One large obstacle to European agreement was shrewd, stubborn Vladimir Porche, director general of state-owned Radio Diffusion Franc,aise, who is determinedly plugging France's new 819-line system* as the European standard. Porche has already put up a TV transmitter in Vatican City and plans to spot TV sets in Roman theaters and public places to win friends and potential customers for France among the thronging Holy Year pilgrims. His engineers, operating on a shoestring, have developed an inexpensive relay network to carry Eiffel Tower telecasts beyond French borders. One such station is perched in the Alps, beamed at Switzerland. As an added inducement, Porche is offering foreign manufacturers ten-year leases on patented French technical improvements for the nominal price of one franc (less than 1/3) each.
Throughout the rest of Europe, TV development ranges from the prenatal to the spoon stage. The Netherlands has an experimental station at Eindhoven and is planning another. Soviet Russia boasts transmitters at Leningrad and Moscow and is still at work on a coaxial cable to link them up with Kiev, and Sverdlovsk in the Urals. Russians seem to have reached the second phase in television: they are beginning to complain about it. In a recent letter to the newspaper Vechernyaya Moskva, carping Reader Vladimir Savochkin demanded more TV sets, more and better programs, spare parts for fans who are building their own sets.

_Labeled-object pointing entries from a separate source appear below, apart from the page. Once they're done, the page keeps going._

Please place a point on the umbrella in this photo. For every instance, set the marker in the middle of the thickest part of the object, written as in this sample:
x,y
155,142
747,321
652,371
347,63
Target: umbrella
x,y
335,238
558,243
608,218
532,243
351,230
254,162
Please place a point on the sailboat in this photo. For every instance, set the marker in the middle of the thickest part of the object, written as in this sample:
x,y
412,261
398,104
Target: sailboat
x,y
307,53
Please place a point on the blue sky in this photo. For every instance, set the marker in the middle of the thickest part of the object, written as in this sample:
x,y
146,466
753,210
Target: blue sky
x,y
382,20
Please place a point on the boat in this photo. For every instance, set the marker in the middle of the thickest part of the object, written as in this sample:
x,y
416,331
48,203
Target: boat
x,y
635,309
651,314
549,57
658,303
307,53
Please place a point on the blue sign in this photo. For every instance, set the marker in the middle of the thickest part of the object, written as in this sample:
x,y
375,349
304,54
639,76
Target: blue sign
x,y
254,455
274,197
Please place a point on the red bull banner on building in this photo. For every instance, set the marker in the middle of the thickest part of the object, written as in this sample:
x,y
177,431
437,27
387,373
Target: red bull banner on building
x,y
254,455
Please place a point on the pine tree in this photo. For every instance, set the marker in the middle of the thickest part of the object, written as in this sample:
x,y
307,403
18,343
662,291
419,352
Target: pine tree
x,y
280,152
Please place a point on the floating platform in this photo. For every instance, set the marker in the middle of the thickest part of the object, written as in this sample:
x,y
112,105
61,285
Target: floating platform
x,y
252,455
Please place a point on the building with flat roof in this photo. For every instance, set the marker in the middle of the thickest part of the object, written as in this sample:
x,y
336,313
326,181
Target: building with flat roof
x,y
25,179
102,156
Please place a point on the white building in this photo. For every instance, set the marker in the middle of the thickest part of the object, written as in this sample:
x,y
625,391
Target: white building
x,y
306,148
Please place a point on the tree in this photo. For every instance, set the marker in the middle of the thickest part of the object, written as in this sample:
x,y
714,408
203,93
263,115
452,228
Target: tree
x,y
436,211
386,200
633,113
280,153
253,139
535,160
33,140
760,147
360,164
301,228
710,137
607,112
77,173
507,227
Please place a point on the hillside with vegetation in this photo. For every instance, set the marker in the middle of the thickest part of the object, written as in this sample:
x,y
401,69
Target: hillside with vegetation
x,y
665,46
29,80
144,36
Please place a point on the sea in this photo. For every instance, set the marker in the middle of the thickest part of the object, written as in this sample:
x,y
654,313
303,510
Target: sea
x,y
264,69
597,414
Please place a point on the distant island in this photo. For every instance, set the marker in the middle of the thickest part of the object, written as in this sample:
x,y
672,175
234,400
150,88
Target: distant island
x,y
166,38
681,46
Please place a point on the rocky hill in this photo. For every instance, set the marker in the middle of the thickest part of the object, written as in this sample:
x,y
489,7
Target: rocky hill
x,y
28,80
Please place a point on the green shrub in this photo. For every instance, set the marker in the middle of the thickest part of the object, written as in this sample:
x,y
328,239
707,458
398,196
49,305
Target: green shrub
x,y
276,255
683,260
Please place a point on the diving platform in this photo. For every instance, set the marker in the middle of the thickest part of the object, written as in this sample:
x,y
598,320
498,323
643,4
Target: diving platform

In Britain another 9,000,000 potential viewers were added to the 12 million already served from London with the recent opening of the British Broadcasting Corp.'s new Midlands transmitter, one of the most powerful in the world. Far ahead of the Continent but far behind the U.S. in the number of TV sets, the British believe they are ahead of all competitors technically as well as artistically. Their programs are strong on newsreels, Shakespeare, Shaw and ballet--all without commercials. Said the complacent London Times: "Britishers are lucky to have been spared [radio] programs mixed with sales talk . . . The British way . . . has proved overwhelmingly suited to the national taste and it deserves to be carried on in television."
*Which gives somewhat sharper picture contrasts than the U.S. 525-line image.